Les Horswill writes on politics and public policy. He has worked as an organizer, speechwriter and policy advisor. As assistant deputy minister, he advised various Ontario governments on national unity, energy and trade. Les blogs at <les-horswill.blogspot.ca>.
Related Letters and Responses
Dimitry AnastakisPeterborough, Ontario
Les Horswill’s review of Open and Shut: Why America Has Barack Obama and Canada Has Stephen Harper, John Ibbitson’s strange little book, both totally misses the mark and is bang on.
Horswill ignores the parade of stereotypes and anecdotal claptrap that make the book a right-wing equivalent to Michael Adams’s Fire and Ice: The United States, Canada and the Myth of Converging Values, except without the poll results.
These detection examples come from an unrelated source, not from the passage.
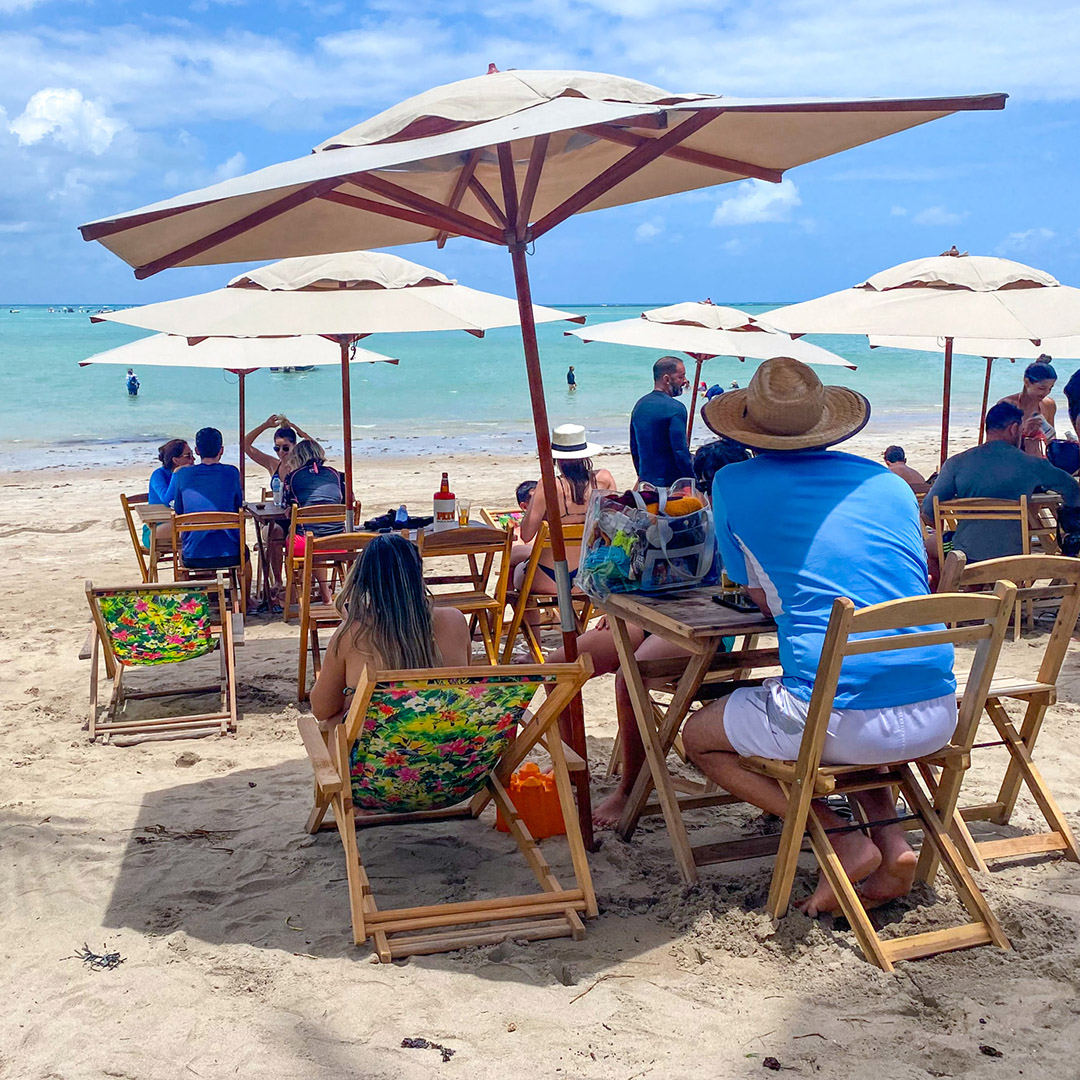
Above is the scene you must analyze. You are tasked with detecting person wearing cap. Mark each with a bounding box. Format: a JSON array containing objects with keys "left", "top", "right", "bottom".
[
  {"left": 683, "top": 356, "right": 957, "bottom": 916},
  {"left": 630, "top": 356, "right": 693, "bottom": 487},
  {"left": 881, "top": 446, "right": 927, "bottom": 487},
  {"left": 514, "top": 423, "right": 616, "bottom": 618},
  {"left": 1001, "top": 353, "right": 1057, "bottom": 458}
]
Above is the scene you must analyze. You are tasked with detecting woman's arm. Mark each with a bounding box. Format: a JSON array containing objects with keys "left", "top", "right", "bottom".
[
  {"left": 311, "top": 630, "right": 348, "bottom": 720},
  {"left": 522, "top": 480, "right": 548, "bottom": 543},
  {"left": 244, "top": 416, "right": 279, "bottom": 473}
]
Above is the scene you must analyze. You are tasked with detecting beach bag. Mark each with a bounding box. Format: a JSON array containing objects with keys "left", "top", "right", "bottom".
[{"left": 577, "top": 480, "right": 716, "bottom": 602}]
In 2003 Adams told us that “hot” George W. Bush was America, to smugly reassure “cool” Canadians in their own superiority. Now Ibbitson tells us that “open” Obama is America (and worse, “closed” Stephen Harper is Canada), to needle them with their own inferiority. Neither is right, of course.
Horswill also ignores the fact that Ibbitson’s book actually has almost nothing to do with either Obama or Harper. Instead, we have a smorgasbord of policy recommendations (hopes? dreams?) that make some sense to Ibbitson, but are much more difficult for the reader to understand as anything remotely approaching a coherent whole. There is an overwrought demand to “open” the Canadian bureaucracy, something about pushing charter schools, a rant that members of Parliament swear allegiance to the constitution, another bit about having the feds play a larger role in urban affairs, even a call for high speed rail.
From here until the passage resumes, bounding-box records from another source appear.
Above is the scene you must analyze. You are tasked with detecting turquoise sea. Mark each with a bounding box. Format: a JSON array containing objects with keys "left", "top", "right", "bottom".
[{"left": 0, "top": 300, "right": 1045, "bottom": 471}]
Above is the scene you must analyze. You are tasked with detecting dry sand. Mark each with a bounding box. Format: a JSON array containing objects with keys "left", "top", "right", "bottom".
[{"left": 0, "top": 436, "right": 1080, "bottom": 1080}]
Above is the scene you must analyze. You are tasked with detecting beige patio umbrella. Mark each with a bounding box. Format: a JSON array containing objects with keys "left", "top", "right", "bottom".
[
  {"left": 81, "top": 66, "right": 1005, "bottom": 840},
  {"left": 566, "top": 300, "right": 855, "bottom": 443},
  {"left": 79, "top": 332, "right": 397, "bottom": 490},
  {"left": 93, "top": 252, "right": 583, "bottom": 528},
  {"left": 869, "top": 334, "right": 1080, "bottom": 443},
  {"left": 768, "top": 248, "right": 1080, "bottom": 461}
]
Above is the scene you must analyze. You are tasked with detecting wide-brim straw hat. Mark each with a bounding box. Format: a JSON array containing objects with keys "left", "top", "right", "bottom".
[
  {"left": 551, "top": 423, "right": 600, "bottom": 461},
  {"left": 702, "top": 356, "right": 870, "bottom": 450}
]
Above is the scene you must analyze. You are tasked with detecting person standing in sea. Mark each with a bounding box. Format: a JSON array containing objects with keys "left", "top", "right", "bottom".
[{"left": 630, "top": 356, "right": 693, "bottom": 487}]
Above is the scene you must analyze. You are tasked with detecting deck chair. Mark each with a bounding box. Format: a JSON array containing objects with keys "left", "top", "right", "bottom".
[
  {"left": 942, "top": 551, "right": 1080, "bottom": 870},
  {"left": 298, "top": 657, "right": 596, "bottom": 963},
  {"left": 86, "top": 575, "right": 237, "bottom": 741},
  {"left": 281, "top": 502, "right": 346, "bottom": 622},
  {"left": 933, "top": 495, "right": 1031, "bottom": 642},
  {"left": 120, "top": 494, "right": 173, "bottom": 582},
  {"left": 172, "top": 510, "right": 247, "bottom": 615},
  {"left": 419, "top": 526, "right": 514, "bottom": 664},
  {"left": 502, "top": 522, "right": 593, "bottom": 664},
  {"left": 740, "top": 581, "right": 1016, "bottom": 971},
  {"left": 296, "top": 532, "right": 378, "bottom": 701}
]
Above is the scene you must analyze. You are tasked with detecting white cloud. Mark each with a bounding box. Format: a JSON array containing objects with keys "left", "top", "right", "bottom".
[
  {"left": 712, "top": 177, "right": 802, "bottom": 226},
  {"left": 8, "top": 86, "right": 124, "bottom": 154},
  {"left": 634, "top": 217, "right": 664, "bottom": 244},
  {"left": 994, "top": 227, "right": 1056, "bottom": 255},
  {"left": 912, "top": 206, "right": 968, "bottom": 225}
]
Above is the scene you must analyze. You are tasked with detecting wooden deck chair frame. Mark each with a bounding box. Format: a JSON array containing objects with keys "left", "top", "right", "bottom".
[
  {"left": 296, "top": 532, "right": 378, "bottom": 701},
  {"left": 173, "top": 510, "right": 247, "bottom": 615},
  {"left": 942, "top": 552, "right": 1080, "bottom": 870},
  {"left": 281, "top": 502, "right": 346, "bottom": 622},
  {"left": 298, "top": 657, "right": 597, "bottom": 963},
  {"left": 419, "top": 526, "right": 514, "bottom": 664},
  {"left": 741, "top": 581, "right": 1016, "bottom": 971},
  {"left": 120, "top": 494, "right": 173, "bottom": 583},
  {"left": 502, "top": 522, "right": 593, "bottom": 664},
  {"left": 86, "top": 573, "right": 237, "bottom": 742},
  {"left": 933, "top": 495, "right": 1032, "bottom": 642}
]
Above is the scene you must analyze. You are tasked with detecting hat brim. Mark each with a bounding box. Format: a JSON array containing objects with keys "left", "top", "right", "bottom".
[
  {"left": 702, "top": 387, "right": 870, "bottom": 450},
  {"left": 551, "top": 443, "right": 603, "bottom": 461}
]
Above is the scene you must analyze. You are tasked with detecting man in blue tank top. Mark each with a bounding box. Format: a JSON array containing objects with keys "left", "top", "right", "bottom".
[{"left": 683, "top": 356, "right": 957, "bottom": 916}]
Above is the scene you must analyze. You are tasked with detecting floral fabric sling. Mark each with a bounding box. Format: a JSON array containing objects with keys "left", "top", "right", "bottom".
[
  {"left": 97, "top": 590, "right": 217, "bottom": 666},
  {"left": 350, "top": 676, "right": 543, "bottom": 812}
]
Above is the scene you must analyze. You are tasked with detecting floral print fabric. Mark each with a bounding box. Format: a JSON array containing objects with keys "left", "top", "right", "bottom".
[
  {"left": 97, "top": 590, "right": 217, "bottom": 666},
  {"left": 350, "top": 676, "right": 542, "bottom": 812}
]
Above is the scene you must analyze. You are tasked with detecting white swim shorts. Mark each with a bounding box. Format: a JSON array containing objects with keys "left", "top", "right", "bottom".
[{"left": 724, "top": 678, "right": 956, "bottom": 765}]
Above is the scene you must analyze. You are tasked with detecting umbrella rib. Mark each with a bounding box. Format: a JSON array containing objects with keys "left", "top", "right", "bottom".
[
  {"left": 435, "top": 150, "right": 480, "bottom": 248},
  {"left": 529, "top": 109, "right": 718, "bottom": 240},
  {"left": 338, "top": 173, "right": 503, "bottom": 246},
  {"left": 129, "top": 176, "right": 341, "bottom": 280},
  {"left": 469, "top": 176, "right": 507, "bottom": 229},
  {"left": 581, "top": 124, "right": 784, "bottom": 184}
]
Horswill ignores these shortcomings to serve his own purpose, which he correctly understands is the real core of Open and Shut: advocating deep integration with the United States, which Horswill calls “impeccably mainstream.” This is probably news to most mainstream Canadians, who might favour free trade but haven’t shown a scintilla of interest in deep integration, either by creating a customs union, as Ibbitson suggests, or better yet, in Horswill’s view, by allowing Americans to vote in our elections, adopting the U.S. currency or, ultimately, simply joining the United States.
Both Ibbitson and Horswill are providing the one panacea deep integrationists always offer, no matter what the question, crisis or conundrum is. The way for Canadians to get rid of their stiff Harper and get a shiny new Obama is deep integration. Deep integration was also the answer to the plunging dollar. It will be so when the dollar reaches parity, too. Deep integration was the solution after 9/11, and the solution before 9/11. And so on.
Stranger still, while Ibbitson and Horswill think that Obama’s ascendance can convince stubborn Canadians of their logic, they both ignore the reality that Obama is probably the greatest obstacle to their dream.